Alpha-linoleic acid has a specific role in maintaining the skin water-permeability barrier.
Omega-3 Fatty Acids: An Essential Contribution
The human body can make most of the types of fats it needs from other fats or raw materials. That isn’t the case for omega-3 fatty acids (also called omega-3 fats and n-3 fats). These are essential fats—the body can’t make them from scratch but must get them from food.
However, as conversion to the omega 3 fatty acids eicosapentaenoic acid (EPA) and docosahexaenoic acid (DHA) is limited, it is recommended that sources of these specific fats are also included in the diet.
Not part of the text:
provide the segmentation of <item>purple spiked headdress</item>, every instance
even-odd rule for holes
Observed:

Foods and oils containing EFAs include oily fish, flaxseeds, chia seeds, evening primrose oil, blackcurrant seed oil and borage oil.
Omega 3 and omega 6 fatty acids
Research suggests the "typical" Western diet currently contains 14 to 25 times more omega 6 fatty acids than omega 3 fatty acids and this is a major problem.
Omega-3 fats lower blood pressure and heart rate, improve blood vessel function, and, at higher doses, lower triglycerides and may ease inflammation, which plays a role in the development of atherosclerosis.
A balanced diet needs to contain both omega 3 and omega 6 fatty acids. Omega 3 fatty acids help reduce inflammation, whereas omega 6 fatty acids tend to promote inflammation.